De quoi dérégler la fameuse horloge biologique dont les experts du sommeil ne cessent de rappeler l'importance. Située dans une partie du cerveau,« elle doit être en phase avec l'environnement, en particulier avec l'alternance entre lumière et obscurité », explique le professeur Yvan Touitou, chronobiologiste et membre de l'Académie nationale de médecine. Une alternance que la lumière bleue des écrans, lorsqu'elle se diffuse tard le soir, vient chambouler, entraînant une désynchronisation, « comme une montre qui avance ou qui retarde »« Ce phénomène est d'autant plus problématique qu'il concerne en premier lieu les enfants et les adolescents, très demandeurs d'écrans », alerte le professeur Touitou, qui appelle autant que faire se peut à la vigilance des parents face à ce qui était déjà « un problème de santé publique » avant le confinement.

Si le déconfinement progressif devrait permettre aux petits et grands de « retrouver un rythme », les troubles du sommeil apparus ces dernières semaines pourraient ne pas disparaître immédiatement. «Le risque, c'est en effet que ces troubles s'installent et deviennent chroniques, soulève Marc Rey. Quand on a eu des problèmes de sommeil répétés, on a tendance à penser qu'on ne parviendra plus jamais à dormir, comme si notre sommeil était définitivement cassé.

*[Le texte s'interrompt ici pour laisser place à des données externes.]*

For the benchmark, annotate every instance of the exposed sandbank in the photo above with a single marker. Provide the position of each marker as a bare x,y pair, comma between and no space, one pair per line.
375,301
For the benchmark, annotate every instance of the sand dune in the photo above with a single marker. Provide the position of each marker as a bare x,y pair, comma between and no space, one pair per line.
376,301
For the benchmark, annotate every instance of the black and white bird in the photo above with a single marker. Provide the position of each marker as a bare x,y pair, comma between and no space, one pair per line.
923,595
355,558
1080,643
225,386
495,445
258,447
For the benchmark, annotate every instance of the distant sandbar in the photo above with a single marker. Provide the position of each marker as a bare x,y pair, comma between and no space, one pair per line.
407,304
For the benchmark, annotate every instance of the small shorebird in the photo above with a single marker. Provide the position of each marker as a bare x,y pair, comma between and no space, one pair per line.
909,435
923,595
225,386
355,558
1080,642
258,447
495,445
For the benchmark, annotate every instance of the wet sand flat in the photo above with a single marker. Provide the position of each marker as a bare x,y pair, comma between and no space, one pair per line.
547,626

Heureusement, ce n'est pas le cas, même si certaines personnes auront sans doute besoin d'être aidées», rassure le médecin, qui constate néanmoins que pour certains, le confinement a permis de se réconcilier avec un sommeil longtemps contrarié.

«Avec un temps de sommeil moyen de 6h41 par jour, les Français sont en dette de sommeil, souligne le président de l'INSV. Pour un certain nombre d'entre eux, cette période aura été l'occasion de récupérer. La disparition de la pression professionnelle, de renouer avec un sommeil de qualité.» Voire, pour certains, de retrouver des nuits peuplées de songes, comme lorsqu'ils étaient enfants.

Ont-ils rêvé davantage, ou s'en souviennent-ils simplement davantage ? «Les rêves les plus riches en émotion et les plus scénarisés se produisent pendant la phase de sommeil paradoxale. Or ce dernier augmente en dernier cycle, indique Marc Rey. Les personnes ayant eu tendance à se lever plus tard pendant le confinement ont fait des rêves plus longs et dont elles se souviennent plus facilement.»

«Les rêves ont pris une place très importante pendant ce confinement, confirme Elizabeth Serin, psychanalyste et psychologue clinicienne à Paris. Peut-être cette retraite forcée a-t-elle aussi favorisé une sorte d'introspection, et une sensibilité plus développée à soi-même.» Avec le sociologue Hervé Mazurel, elle s'est lancée dans la collecte de ces « rêves de confinement », avec l'ambition, un jour, d'y déchiffrer le retentissement de ce moment historique sur notre inconscient.

Depuis début avril, plus de 300 récits leur sont parvenus. « Beaucoup tournent autour du confinement en lui-même ou de questions de contaminations, ce qui n'est pas une surprise, puisqu'on sait que les rêves sont parfois inspirés par ce qui se passe dans la journée », raconte-t-elle. Certains sont angoissants, d'autres plus enchanteurs ou mystérieux. «Il y a des promenades dans des grands espaces, des balades dans des lieux vierges où la nature est luxuriante et la faune multicolore, détaille la psychanalyste. Un peu comme des paradis perdus.» À moins qu'il ne s'agisse, pour ces rêveurs, de dessiner les contours ce que beaucoup, déjà, baptisent « le monde d'après ».